Sunday, January 4, 2009

So, You Want To Be A Project Manager?

You’re not alone. The past few years have seen an explosive growth of new PMP (Project Management Professional) certifications. According to Allan Hoffman at Monster.com, there are now about 181,000 certified PMPs, 12,000 of them in IT.

I’ve lost count of all the developers, testers, and even product managers at my company who have asked my advice on how to make the switch to a technology project management career. Outside of work I get these questions as well. One oblivious friend of mine actually lectured me on how easy the job must be, since all PMs seem to do is make schedules and set up meetings.

Really? Who knew.

I’ve been an Information Technology project manager for twelve years. I work at a large corporation in the San Francisco Bay Area which I’ll keep anonymous for obvious reasons. In 2001 I earned my PMP and two years ago I completed my MBA. As a director-level PM in my current organization I’ve managed projects with budgets up to $17 million, usually several at a time.

I like my job, and here’s why:

• The constant variety. No two days at work are the same. Rarely are any two projects the same, at least in my world.

• The mix of left and right brained skills required. Emotional intelligence and savvy negotiation ability are as important as your capacity for financial and technical analysis.

• A sense of completion and accomplishment. Once your project is wrapped and your customer is happily using their new application, network or hardware, it’s a great feeling. For operational managers, such moments can be rare (trust me on this, I used to manage an accounting department.) A project manager in my company closes a project every six to twelve months.

• Education. Every day at work is like being in technology school. Projects are fantastic opportunities to learn through osmosis. It’s unavoidable. As an undergraduate liberal arts major, I never took a single programming class, but today I can actually have an intelligent conversation about data warehouse architecture or middleware configuration or business intelligence system design. Who would have thought?

• (I’m also fortunate to work with people I like, and a boss who trusts me to get things done. These two factors certainly make life much easier.)

But as to my friend’s comment about project management being a picnic, I respectfully disagree. For starters,

• You have Responsibility without Authority. In a matrix organization, which most big corporations seem to embrace, a project manager doesn’t have any direct reports. People are “borrowed” from other departments (development, QA, documentation, hardware, etc.) for the duration of the effort. They may be working on several project simultaneously, and you may find yourself horse trading with their manager for their time. The loyalty of your project team could be stretched in a half dozen different directions.

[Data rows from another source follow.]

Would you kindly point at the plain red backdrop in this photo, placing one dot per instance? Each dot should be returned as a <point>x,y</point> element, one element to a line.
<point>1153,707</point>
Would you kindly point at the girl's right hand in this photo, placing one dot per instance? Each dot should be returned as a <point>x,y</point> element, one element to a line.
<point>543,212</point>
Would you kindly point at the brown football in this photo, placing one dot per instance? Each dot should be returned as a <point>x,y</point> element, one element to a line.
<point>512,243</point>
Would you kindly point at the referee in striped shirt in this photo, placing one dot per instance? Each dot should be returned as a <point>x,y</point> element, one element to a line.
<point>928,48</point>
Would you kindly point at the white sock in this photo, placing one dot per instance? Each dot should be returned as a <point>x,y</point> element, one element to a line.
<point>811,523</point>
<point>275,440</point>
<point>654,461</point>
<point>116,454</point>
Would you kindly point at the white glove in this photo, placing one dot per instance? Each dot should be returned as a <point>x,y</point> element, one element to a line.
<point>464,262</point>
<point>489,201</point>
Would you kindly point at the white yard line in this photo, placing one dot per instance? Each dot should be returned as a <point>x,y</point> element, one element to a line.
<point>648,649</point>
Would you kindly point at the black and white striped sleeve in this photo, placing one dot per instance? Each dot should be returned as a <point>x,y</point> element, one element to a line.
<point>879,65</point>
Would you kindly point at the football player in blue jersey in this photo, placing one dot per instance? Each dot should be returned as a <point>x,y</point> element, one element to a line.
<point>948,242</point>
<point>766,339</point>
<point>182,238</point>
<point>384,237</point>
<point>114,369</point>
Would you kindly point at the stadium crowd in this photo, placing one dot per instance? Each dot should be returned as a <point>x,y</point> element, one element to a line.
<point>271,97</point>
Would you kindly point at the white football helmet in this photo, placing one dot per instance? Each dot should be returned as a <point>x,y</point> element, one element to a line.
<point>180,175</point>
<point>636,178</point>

• You’d better enjoy being a control freak. If the guy in Singapore who was supposed to test the firewall ports for your server never followed through, look in the mirror if you want to blame someone. You should have known to have someone follow up on HIM.

• IT PM’s spend a big chunk of time firefighting. Especially when you’re working with new technology, be prepared for thorny system issues that have your developers scratching their heads while the customer screams about the delays. You better have the salesmanship (and internal network) to escalate these issues quickly and get enough resources on the problem.

• In many organizations with a mature PM structure, management puts as much stress on complying with paperwork and methodology as on successful project delivery. You’d best make sure your presentations are formatted correctly, that the right documents are in the right folder in your sharepoint directory, that customer signoffs are property documented. If all this sounds too trivial, controlling or exasperating for you, then you might want to consider another line of work.

• Scope creep, shrinking budgets, resource contention … the bread and butter of a PM’s day. Especially in this fun era of layoffs and cutbacks.

That’s just a taste of it. The purpose of this blog is to give those of you who are considering making the switch to a project management career some insider advice about life in the PM trenches. So we’ll dive deeper into these issues and more in posts to come. Feel free to email me with questions or topics and I’ll be glad to give you my perspective.

IT project management can be an immensely rewarding career if you have the right mindset and are well prepared for the inevitable headaches. Hopefully I can help you decide if it’s the right career for you.